Eveeet macera başlıyormuş. Dört arkadaş da ilk defa gidiyormuş bir su altı şehrine. En büyük su altı şehirlerden biriymiş Yonaguni. Hem de en büyük lunapark buradaymış.
Metro dördüncü duraktan sonra suyun içine girmiş ve denizin dibinde yol almaya başlamış.
Deniz çimleri, rengarenk ağaçlar, balıklar, kaplumbağalar… Daha önceleri hiç görmedikleri rengarenk canlılar görmüşler.
Birden cama ‘’rampp ‘’ diye bir kuyruk çarpmış. Dev bir talatoarkon yüzüyormuş. Çok korkutucu görünüyormuş. Diğer yolcular pek ilgi göstermemişler. Anlaşılan herkes bu duruma alışıkmış.
Sekizinci durağa gelmeden sünger tüneline girmişler. Bu sünger tüneli, suyu emip, treni kupkuru bir şekilde su altı şehrine sokuyormuş.
İşte rengarenk ışıkları, rengarenk ağaçları ve rengarenk evleriyle Yonaguni karşılarında duruyormuş. Buradaki Annunakiler bembeyazmış. Saçları suyun mavisini andıracak kadar griymiş.
Babasının Fırat’a anlattığına göre, su altı şehirlerinde yaşayan Annunakiler, yeryüzünde uzun süre kalınca hastalanırlarmış. Hem toz hem de Güneş’in ışıkları onları hasta edermiş.
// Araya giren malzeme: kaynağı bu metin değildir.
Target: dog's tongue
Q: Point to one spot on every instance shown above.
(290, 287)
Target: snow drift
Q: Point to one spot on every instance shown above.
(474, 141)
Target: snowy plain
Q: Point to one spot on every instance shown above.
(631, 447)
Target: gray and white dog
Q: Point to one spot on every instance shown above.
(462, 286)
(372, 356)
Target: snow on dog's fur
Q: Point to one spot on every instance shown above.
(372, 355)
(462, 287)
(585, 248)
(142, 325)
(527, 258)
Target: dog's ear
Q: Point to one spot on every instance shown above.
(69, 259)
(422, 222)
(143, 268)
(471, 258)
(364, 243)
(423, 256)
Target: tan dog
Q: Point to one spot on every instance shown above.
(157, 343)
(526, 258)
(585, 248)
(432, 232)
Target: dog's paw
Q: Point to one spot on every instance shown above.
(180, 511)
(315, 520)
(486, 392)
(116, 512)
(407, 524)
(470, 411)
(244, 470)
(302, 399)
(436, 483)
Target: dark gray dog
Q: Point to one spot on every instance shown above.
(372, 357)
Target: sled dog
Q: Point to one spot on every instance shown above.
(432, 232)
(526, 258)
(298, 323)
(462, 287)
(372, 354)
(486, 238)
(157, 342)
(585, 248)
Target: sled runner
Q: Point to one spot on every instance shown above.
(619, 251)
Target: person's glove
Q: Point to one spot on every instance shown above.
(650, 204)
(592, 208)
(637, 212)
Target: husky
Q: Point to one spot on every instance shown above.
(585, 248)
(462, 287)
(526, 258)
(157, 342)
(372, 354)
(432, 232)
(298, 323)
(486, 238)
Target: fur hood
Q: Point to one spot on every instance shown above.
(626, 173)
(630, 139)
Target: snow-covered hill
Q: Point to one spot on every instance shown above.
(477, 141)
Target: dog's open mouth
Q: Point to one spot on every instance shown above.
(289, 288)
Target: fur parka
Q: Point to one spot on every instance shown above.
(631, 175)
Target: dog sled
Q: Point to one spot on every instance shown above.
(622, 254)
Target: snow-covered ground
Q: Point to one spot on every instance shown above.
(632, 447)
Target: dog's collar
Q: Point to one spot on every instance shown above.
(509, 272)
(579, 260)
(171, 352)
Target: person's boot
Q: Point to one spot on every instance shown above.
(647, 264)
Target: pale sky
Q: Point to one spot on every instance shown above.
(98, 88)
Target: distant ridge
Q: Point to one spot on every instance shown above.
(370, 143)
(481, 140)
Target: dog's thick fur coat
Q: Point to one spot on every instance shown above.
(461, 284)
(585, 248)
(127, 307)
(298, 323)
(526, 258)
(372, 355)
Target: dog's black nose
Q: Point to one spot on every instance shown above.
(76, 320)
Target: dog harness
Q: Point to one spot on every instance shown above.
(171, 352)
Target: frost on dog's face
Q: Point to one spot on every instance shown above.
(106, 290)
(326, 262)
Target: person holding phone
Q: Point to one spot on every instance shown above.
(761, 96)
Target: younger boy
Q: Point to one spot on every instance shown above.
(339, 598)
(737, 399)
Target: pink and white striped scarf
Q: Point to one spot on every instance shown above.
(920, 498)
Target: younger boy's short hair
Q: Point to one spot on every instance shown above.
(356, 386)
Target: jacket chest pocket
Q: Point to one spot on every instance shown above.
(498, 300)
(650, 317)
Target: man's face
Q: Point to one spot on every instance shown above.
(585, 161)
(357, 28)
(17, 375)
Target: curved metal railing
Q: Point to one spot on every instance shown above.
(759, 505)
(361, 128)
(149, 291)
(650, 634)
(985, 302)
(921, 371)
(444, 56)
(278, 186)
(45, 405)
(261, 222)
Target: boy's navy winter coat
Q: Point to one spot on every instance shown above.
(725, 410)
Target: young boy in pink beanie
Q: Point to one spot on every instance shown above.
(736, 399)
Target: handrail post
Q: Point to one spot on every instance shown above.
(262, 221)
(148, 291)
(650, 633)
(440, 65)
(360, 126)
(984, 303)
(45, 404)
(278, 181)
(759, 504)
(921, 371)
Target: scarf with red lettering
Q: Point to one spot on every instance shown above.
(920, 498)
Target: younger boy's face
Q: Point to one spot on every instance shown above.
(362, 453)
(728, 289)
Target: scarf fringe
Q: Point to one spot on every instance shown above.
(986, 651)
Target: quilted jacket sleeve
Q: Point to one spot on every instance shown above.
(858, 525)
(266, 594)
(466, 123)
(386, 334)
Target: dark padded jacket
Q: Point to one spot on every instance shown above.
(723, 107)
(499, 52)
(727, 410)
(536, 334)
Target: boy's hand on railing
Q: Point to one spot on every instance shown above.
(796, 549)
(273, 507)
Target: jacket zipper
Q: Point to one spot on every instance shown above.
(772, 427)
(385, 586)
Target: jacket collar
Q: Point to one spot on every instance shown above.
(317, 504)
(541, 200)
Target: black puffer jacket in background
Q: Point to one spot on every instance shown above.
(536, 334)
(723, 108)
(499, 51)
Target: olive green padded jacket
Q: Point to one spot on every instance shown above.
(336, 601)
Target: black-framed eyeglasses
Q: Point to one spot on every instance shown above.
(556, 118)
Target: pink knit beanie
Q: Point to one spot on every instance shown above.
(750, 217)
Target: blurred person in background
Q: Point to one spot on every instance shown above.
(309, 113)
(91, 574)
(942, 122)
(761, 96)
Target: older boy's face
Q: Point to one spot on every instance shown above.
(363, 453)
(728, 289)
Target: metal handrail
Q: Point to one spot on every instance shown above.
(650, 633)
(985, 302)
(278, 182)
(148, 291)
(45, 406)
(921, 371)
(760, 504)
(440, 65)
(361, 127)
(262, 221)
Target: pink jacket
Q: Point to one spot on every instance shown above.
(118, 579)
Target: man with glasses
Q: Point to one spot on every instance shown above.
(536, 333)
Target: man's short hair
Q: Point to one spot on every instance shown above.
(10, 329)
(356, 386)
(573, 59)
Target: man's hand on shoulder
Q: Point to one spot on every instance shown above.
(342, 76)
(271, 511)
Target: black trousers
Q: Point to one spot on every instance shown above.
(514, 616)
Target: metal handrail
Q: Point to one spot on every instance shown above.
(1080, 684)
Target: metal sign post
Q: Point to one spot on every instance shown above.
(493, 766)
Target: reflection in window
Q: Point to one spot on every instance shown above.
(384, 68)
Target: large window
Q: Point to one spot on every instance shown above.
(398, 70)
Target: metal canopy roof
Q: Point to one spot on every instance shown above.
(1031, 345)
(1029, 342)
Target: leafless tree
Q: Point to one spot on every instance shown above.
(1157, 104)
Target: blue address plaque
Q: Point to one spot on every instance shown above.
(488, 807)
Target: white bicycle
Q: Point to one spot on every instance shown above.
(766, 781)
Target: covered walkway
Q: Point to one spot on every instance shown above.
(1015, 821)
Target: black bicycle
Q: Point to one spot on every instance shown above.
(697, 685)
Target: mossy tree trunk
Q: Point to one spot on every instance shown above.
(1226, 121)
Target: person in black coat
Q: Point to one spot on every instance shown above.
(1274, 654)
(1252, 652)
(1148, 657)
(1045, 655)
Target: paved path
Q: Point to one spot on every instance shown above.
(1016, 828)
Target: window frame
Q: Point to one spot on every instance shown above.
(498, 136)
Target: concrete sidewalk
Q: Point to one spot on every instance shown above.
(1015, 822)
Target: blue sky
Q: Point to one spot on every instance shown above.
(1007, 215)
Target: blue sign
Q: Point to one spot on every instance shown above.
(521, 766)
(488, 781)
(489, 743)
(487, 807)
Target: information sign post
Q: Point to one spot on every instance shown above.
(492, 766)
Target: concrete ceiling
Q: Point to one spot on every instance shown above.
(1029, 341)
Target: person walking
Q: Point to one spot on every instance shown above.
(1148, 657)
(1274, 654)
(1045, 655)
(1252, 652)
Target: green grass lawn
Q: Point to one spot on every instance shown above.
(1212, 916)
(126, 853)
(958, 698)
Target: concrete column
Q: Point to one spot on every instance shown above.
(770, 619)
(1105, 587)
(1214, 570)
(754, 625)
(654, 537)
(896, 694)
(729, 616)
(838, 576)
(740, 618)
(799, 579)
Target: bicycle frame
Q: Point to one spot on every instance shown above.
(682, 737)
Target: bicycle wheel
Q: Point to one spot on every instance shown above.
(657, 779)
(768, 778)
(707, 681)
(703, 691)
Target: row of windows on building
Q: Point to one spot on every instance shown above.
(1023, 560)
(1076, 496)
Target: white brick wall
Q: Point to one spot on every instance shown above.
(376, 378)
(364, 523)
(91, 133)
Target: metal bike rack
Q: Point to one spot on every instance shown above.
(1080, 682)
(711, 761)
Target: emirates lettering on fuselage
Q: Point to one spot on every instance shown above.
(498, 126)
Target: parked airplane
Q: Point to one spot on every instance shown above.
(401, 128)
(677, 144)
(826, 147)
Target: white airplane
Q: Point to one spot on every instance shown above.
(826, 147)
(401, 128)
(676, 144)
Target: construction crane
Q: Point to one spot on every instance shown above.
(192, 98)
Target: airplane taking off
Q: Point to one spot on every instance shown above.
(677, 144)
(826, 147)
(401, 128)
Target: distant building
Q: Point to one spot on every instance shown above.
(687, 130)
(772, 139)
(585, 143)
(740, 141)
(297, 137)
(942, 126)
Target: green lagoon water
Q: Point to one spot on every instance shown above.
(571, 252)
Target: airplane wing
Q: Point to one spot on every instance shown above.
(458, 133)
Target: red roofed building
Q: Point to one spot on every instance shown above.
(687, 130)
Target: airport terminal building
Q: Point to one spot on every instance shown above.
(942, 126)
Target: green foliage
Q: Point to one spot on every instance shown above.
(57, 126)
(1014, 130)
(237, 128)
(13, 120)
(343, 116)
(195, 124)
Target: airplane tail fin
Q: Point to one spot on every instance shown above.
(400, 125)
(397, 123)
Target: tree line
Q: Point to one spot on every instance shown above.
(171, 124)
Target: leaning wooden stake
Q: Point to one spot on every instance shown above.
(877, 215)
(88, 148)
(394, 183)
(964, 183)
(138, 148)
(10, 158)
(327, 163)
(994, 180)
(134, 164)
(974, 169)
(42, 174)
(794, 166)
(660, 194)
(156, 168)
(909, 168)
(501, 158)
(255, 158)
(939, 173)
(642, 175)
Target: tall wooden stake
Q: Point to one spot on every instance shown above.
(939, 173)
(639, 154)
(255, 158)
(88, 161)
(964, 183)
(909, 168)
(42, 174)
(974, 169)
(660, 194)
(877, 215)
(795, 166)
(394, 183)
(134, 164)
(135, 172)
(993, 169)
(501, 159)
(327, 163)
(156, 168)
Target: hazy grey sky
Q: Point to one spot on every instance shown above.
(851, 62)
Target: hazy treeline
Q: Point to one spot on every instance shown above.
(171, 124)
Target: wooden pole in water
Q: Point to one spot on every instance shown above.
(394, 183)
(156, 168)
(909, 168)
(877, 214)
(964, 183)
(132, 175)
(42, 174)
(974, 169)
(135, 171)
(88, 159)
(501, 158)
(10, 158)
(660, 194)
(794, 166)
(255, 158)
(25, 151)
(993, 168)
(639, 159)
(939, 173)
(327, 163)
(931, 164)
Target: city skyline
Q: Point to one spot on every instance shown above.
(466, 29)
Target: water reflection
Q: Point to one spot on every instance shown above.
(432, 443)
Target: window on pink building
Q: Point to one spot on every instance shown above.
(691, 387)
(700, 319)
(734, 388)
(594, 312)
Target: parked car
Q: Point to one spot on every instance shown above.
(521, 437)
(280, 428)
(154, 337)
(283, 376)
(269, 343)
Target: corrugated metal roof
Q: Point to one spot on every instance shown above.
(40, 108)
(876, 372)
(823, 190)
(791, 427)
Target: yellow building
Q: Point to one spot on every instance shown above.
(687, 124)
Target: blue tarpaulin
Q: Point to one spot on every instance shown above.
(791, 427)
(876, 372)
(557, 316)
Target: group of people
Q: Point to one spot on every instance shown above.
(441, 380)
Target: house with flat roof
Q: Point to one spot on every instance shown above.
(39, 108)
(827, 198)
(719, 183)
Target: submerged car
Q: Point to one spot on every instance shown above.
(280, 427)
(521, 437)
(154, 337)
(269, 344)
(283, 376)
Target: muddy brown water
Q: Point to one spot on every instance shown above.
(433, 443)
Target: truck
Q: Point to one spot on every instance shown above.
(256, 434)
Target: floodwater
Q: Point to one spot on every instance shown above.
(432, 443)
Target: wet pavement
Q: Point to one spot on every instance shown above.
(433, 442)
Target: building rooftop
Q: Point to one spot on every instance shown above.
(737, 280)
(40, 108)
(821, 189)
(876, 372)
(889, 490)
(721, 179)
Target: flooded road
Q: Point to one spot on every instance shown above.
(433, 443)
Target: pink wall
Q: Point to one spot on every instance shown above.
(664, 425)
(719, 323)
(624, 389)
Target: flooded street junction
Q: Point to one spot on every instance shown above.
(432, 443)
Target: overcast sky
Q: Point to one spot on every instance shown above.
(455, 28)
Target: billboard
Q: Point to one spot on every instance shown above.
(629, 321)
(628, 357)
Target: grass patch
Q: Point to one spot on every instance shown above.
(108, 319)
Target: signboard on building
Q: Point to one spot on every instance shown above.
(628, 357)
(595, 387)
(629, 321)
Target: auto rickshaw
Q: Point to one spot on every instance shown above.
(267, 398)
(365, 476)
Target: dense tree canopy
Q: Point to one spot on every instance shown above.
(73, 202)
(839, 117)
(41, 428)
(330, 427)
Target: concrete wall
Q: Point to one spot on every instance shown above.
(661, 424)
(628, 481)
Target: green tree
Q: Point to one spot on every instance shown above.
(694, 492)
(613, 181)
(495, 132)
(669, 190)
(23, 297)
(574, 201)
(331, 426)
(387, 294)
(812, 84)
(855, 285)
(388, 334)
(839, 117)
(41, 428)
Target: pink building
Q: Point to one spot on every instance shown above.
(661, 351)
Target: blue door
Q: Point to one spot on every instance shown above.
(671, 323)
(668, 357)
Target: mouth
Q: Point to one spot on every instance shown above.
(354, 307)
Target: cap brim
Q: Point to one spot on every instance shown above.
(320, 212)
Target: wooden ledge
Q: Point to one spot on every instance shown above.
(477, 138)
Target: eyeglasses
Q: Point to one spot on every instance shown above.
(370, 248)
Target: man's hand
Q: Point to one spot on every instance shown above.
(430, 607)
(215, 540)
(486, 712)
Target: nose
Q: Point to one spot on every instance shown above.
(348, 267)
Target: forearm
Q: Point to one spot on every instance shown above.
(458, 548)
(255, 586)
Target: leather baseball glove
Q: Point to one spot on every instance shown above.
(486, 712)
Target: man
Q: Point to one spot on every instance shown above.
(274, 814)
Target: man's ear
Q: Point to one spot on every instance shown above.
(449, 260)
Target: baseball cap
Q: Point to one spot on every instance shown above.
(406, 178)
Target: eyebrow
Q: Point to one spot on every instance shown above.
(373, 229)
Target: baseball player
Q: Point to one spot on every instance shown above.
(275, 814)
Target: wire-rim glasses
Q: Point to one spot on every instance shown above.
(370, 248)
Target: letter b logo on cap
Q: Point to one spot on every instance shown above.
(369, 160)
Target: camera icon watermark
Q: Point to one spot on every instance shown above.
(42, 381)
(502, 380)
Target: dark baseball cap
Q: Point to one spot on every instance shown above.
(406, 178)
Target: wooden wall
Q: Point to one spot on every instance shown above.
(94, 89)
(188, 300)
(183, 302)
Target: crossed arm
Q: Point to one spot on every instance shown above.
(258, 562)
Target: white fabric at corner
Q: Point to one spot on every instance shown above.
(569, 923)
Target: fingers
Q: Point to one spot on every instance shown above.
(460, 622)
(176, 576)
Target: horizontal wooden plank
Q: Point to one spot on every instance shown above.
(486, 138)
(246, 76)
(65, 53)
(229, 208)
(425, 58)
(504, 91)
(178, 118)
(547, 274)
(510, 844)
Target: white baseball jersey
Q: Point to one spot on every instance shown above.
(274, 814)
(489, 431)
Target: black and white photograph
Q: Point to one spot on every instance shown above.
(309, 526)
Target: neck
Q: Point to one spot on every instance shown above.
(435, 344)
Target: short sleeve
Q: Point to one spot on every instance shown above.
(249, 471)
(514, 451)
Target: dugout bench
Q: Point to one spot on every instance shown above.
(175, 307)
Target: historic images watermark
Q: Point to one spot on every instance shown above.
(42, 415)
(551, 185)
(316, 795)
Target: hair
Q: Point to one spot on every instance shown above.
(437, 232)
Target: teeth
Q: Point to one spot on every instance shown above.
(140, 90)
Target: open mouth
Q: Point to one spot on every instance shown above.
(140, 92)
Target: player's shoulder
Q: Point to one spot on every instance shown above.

Lunapark’ın oyuncakları şehrin her yerinden görünüyormuş. Buradaki evler bir ya da iki katlıymış. İlk önce tatmatyaya bineceklermiş. Tatmatya; binen çocuğu dakikalar içinde şehrin şeffaf metal kubbesine çıkarıyormuş. Orada iki dakika boyunca bütün şehri seyretmek çok eğlenceliymiş. Sonra hızla çocukları yere indirirmiş.
Üç erkek öncelik hakkını Royem’e vermişler. Sonra Bulut, ardından Doruk en son da Fırat binmiş.
Bir yarasa gibi hızla havalanmış tatmatya. Fırat, dakikalar içinde beş bin metre yükselmiş. Tatmatya pençelerini bir vantuz gibi şeffaf tavana tutturmuş. Aşağıda Fırat’ın arkadaşları küçücük görünüyorlarmış. Kıyafetlerinin renginden onları tanıyabilmiş Fırat. Fırat’ın üstünden devasa bir Edestus geçmiş. Kocaman dişleriyle şeffaf metali çizmeye çalışmış. Ama bu kubbeyi ve bu şehri hiç bir şey yok edemezmiş. Kubbe sağlam ve şeffaf bir metalden yapılmış. Bu metal Niburu’nun merkezinden çıkarılıyormuş. Denizlerin de dibinden. Tatmatya camdan vantuzlarını çekip, Fırat’ı hemen indirmiş. Heyecan dolu bir oyuncakmış tatmatya ama bir kez binmeyi kararlaştırmışlar. Başka oyuncakları da denemek istiyorlarmış.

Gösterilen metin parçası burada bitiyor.